Originally Posted by Skytrooper
I always thought you had to use 600 ohm cable for low level audio signals. but reading other posts I see most people use 75 ohm for their subs. Some one commented that was old school thinking.
Audio signal wiring is not
impedance matched. That includes line level audio signals, speaker signals, and phono cables. Neither the sources nor the loads nor the cables are impedance matched. It is a bridging system.
Video and digital audio lines are impedance matched, but given the short cables that are commonly found in home audio systems, there is no need for hyper accurate matching. The wire from your TV antenna or cable trunk in your backyard or on your room is long enough for impedance matching to be a good idea.
Looking at cables, I know about 45 ohm cables, 50 ohm cables, 75 ohm cables, 100 ohm cables, 110 ohm cables, 300 ohm cables and 450 ohm cables. I don't know about any 600 ohm cables.

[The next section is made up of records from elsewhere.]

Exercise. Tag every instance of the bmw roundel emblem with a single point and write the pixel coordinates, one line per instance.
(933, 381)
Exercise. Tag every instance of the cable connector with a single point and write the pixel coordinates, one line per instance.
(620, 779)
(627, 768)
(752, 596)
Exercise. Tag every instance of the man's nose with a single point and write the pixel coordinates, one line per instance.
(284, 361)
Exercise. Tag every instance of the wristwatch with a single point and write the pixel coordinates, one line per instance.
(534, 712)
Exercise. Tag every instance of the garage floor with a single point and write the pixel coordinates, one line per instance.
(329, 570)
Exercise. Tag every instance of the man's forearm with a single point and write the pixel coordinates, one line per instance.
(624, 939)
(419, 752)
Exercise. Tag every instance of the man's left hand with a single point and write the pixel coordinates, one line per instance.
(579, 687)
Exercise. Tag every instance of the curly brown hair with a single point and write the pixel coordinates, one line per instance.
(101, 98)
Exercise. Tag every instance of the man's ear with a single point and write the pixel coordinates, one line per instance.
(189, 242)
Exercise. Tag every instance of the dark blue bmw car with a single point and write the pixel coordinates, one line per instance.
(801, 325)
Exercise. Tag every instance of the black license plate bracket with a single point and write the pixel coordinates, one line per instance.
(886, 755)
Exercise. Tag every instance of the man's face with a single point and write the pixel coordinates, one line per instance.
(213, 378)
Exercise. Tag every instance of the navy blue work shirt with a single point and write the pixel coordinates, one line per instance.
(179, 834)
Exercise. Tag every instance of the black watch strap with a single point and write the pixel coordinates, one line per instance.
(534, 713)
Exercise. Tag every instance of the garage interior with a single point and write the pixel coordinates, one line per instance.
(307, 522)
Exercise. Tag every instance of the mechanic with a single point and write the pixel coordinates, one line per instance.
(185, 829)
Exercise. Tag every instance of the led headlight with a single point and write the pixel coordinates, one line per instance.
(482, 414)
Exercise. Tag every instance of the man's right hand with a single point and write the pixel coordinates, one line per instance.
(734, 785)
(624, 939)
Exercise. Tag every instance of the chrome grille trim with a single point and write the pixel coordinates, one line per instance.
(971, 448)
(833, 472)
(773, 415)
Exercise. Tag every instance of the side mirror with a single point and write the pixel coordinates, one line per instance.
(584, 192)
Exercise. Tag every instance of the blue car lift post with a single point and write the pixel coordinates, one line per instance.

Impedance is based on conductor spacing and conductor size.
Knowing what 300 and 450 ohm cables look like, 600 ohm lines would be composed of two fairly small wires fairly widely spaced. I'm guessing several inches. Know of any cable like that? Current telephone lines are composed of approximately 24 gauge twisted pair whose impedance I would put at around 100 ohms. These pictures are about 1/4 actual size:
300 Ohm 18g, 0.25 inch separation
450 Ohm 18g, 0.75 inch separation
I googled 600 ohm cable and found just tools and devices, but zero pictures of cable!
The impedance matched 600 ohm systems were dominated by the phone system. The sources and the loads were 600 ohms. However, the telephone lines themselves were generally not 600 ohms, either. Various impedance matching devices, some called loading coils were used to draw the systems together.